Shirky schreibt seit 1996 über das Internet. In den Neunzigern wurde er als technischer Leiter verschiedener Web-Design-Agenturen von den wichtigsten Medienunternehmen – News Corporation, Time Warner, Hearst – als Berater angeheuert. Alle waren neugierig auf diese neue Sache namens World Wide Web. 2000 dann wandte Shirky sich „einer Intuition folgend, dass das Internet sich zum Social Net wandeln würde“, dem Phänomen der sozialen Online-Netzwerke zu. Damals war das nichts weiter als ein obskures Konzept, das sich bald zu Myspace, Facebook und Twitter weiterentwickeln sollte und inzwischen für Milliarden Menschen zum wichtigsten Zweck des Internets geworden ist. Shirky unterrichtet heute an der New York University, 2008 veröffentlichte er sein erstes Buch Here Comes Everybody: How Change Happens When People Come Together. Darin feiert er die neue Macht des Einzelnen, mittels Internet zu kommunizieren, sich zu organisieren und die Welt zu verändern.
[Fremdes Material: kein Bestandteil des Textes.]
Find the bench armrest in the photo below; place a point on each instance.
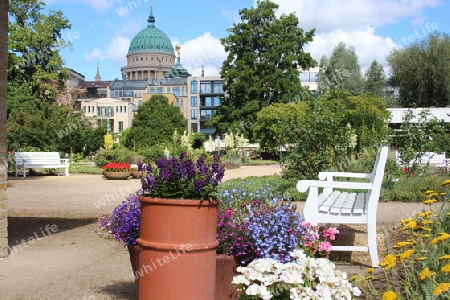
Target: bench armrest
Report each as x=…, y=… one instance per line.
x=304, y=185
x=328, y=175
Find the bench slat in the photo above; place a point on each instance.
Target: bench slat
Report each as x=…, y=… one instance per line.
x=326, y=205
x=361, y=204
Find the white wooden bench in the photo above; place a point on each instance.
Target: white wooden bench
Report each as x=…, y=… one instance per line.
x=40, y=160
x=347, y=202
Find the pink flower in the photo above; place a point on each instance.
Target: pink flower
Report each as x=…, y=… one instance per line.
x=325, y=246
x=330, y=233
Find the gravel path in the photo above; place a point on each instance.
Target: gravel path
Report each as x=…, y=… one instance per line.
x=56, y=252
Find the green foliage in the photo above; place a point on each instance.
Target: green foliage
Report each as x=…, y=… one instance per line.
x=426, y=134
x=197, y=140
x=326, y=133
x=34, y=41
x=341, y=71
x=419, y=265
x=155, y=123
x=151, y=154
x=264, y=53
x=376, y=82
x=422, y=72
x=270, y=125
x=115, y=155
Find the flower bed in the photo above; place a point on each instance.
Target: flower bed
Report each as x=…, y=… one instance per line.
x=419, y=266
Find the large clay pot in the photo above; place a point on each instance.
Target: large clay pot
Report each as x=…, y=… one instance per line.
x=116, y=175
x=226, y=266
x=178, y=256
x=133, y=251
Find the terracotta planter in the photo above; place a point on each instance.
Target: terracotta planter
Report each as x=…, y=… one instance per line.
x=178, y=257
x=133, y=251
x=116, y=175
x=226, y=266
x=136, y=174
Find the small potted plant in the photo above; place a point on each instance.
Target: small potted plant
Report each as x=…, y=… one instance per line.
x=178, y=227
x=116, y=170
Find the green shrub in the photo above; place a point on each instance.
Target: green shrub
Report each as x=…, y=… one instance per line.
x=114, y=155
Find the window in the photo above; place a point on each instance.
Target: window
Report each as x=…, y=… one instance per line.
x=193, y=101
x=193, y=87
x=205, y=87
x=218, y=87
x=205, y=115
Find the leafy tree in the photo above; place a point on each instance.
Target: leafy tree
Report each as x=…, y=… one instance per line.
x=422, y=72
x=155, y=123
x=376, y=82
x=270, y=127
x=34, y=41
x=264, y=54
x=341, y=71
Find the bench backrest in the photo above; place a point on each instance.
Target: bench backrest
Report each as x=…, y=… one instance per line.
x=378, y=172
x=37, y=157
Seine Vorhersagen über das Schicksal der Print-Verlage waren irritierend genau. Für 2009 sah er ein Blutbad für die amerikanischen Zeitungen vorher – und so ist es geschehen. Das Geschäftsmodell der traditionellen Print-Zeitung ist Shirky zufolge dem Untergang geweiht. Rubert Murdoch verlangt seit kurzem für den Online-Zugang zur Times Geld – Shirky ist zuversichtlich, dass dieses Experiment scheitern wird.
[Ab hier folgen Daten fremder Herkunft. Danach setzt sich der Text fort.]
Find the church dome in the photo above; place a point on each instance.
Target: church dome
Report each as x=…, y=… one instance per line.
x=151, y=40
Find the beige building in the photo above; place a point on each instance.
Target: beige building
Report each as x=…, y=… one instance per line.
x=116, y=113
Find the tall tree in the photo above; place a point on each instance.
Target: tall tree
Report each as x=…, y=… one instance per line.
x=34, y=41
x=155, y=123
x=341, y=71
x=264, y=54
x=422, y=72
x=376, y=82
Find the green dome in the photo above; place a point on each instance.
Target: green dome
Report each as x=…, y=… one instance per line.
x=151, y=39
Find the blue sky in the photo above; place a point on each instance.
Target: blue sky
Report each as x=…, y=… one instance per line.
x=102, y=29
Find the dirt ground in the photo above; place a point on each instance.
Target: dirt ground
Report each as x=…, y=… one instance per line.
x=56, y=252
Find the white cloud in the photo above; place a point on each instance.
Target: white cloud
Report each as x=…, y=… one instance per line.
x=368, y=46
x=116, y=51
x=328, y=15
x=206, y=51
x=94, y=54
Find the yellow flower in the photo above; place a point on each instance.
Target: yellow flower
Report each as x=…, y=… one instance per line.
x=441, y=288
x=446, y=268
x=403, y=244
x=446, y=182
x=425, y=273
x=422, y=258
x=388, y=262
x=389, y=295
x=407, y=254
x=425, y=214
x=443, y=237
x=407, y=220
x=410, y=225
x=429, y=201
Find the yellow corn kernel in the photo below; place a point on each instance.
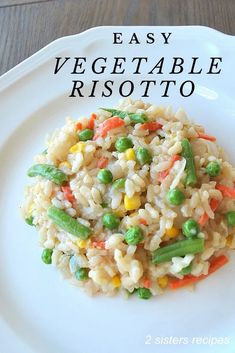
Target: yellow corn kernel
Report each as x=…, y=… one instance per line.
x=159, y=113
x=116, y=281
x=229, y=240
x=130, y=154
x=81, y=146
x=120, y=212
x=132, y=203
x=133, y=214
x=172, y=232
x=83, y=244
x=65, y=164
x=162, y=281
x=77, y=148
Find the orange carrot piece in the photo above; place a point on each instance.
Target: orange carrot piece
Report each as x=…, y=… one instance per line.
x=98, y=244
x=79, y=126
x=162, y=175
x=147, y=283
x=108, y=125
x=151, y=126
x=102, y=162
x=215, y=265
x=68, y=193
x=226, y=191
x=143, y=221
x=91, y=121
x=206, y=137
x=214, y=203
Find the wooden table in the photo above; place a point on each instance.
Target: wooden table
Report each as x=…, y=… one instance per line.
x=28, y=25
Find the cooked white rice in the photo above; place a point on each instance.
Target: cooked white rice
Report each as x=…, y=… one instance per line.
x=112, y=264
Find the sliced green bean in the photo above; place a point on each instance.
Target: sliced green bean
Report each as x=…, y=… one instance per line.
x=49, y=172
x=180, y=248
x=186, y=270
x=134, y=117
x=187, y=153
x=67, y=223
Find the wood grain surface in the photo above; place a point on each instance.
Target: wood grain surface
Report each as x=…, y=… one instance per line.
x=28, y=25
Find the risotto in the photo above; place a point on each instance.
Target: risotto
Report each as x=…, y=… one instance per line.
x=135, y=199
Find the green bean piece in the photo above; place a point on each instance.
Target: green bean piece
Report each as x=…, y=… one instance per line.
x=213, y=169
x=187, y=153
x=180, y=248
x=119, y=183
x=49, y=172
x=46, y=256
x=29, y=221
x=186, y=270
x=144, y=293
x=67, y=223
x=134, y=117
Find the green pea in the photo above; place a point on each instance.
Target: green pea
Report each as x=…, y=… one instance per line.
x=123, y=143
x=29, y=221
x=230, y=216
x=190, y=228
x=213, y=169
x=119, y=183
x=86, y=134
x=46, y=256
x=134, y=235
x=175, y=197
x=144, y=293
x=186, y=270
x=105, y=176
x=110, y=221
x=143, y=156
x=82, y=274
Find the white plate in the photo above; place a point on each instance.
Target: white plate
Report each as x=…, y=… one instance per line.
x=39, y=311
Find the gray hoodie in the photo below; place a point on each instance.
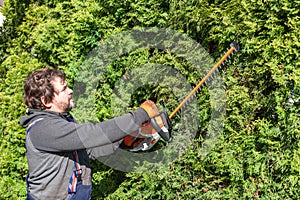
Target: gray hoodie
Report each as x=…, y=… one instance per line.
x=51, y=141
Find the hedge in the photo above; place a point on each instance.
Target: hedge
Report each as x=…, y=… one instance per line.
x=257, y=156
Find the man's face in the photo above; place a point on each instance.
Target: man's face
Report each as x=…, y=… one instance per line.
x=62, y=100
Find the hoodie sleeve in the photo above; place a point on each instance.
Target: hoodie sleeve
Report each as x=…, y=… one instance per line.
x=56, y=134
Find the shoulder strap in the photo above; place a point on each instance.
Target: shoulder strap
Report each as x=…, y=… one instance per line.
x=76, y=175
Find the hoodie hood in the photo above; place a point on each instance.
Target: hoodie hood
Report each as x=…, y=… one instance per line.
x=33, y=114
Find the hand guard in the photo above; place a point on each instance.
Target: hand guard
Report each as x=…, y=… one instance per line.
x=150, y=132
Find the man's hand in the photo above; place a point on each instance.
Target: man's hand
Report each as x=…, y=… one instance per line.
x=150, y=107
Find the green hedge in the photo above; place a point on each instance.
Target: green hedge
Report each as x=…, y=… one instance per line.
x=258, y=153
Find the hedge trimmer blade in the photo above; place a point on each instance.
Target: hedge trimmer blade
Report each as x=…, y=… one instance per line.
x=234, y=47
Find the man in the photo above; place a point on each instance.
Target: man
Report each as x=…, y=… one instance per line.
x=59, y=149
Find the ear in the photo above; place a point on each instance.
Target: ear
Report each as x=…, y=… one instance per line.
x=47, y=105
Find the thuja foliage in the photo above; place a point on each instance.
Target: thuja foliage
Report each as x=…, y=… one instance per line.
x=257, y=156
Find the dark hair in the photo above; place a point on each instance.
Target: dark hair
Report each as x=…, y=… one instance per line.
x=38, y=84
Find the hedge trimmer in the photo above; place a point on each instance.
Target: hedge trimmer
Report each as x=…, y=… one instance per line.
x=161, y=124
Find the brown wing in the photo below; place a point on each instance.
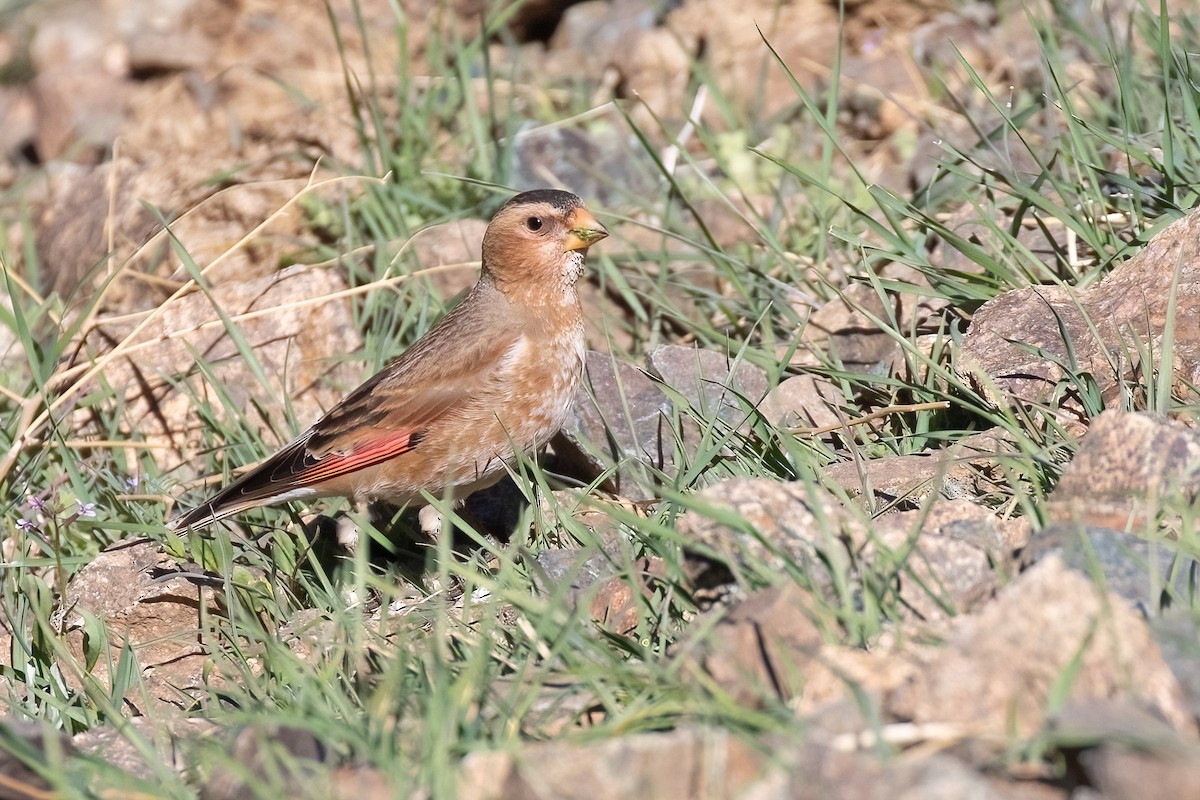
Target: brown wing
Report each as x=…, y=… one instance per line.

Doch dabei belässt er es nicht: „Was mich wirklich beunruhigt an der so genannten Paywall: Murdoch will nur seine Kunden informieren, er möchte nicht, dass seine Geschichten kursieren. Wenn er im Netz Geld verlangt, dann bedeutet das nichts anderes, als dass er die Öffentlichkeit von der Konversation, welche durch die Times angeregt wird, ausschließen kann.“

In dieser Kritik hallen die Ansichten nach, die Shirky in seinem neuen Buch Cog­nitive Surplus: Creativity and Generosity in a Connected Age vertritt. Dort argumentiert er, dass die Popularität der sozialen Online-Medien die alte Annahme von der Überlegenheit professioneller Inhalte und dem Primat der finanziellen Motivation widerlege. Sie beweise, dass die Menschen kreativer und großzügiger sind, als wir uns je vorstellen konnten. Sie partizipierten in ihrer freien Zeit ohne finanzielle Gegenleistung im Internet an Amateur-Projekten wie Wikipedia, weil dadurch der Drang des Menschen nach Kreativität und Verbundenheit befriedigt werde. So wie die Erfindung der Druckerpresse die Gesellschaft veränderte, so habe das Internet durch „die kostenlose Reproduktion aller digitalen Inhalte, die irgendjemand besitzt, der einen Computer hat“, die Schranken entfernt, die der universalen Mitwirkung im Weg standen. Und es habe sich gezeigt, dass der Mensch lieber kreativ ist und teilt, anstatt passiv zu konsumieren, wovon eine privilegierte Elite glaubt, er solle es sich ansehen. Anstatt darüber zu lamentieren, wie albern viele soziale Online-Medien sind, sollten wir uns lieber über den gesellschaftlichen Aktivismus freuen. Shirkys Fazit: Der potentielle Wert all dieser bislang ungenutzten Energie für die Gesellschaft ist nicht weniger als revolutionär.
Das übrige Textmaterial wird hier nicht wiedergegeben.